She was silent and stared at the grave for a moment. "I guess I just needed to be alone after seeing what was on your arm. Are you really sure its just from your dog?" she asked me.

I couldn't lie anymore. "No, I don't even own a dog. I do it because of my parents. My dad hurts me sometimes, it takes away emotional pain. I don't want to but …"

"You don't have to explain anymore. I get it. My sister cut herself one time and it was pretty bad but we got over it. My cousin cut himself too. It cost him his life."

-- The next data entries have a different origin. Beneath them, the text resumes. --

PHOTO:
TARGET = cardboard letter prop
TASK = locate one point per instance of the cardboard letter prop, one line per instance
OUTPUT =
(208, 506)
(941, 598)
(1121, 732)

His life was taken because he cut. I'm a cutter and even if I stop, its always me, always a cutter. I rolled up my sleeves, revealing all the scars and memories.

"Eli?'

"Hm?"

"I don't want you to die."

I took a deep breath. "Me either." I gave her a quick hug and I don't know why.

"So you never answered my question. Why are you here?" She said, pointing at me.

"It's not nice to point Clare. But I came here because I was looking for my ex-girlfriend's grave. I've never really seen it."

"Oh, well I can help you look for it if you want."

"Sure." I stood up and offered my hand to help her up.

We walked and talked, actually having some fun now. She told me she hated my sarcasm but she laughs every time. This place was so much bigger than I thought. It was almost six and I thought she might need to be home soon. Around school I had heard people call her 'Saint Clare'. I realized why after I saw her purity ring. She's taken a vow of abstinence.

About ten minutes later I found what I was looking for. Julia's grave. I stopped in front of it and knelt down.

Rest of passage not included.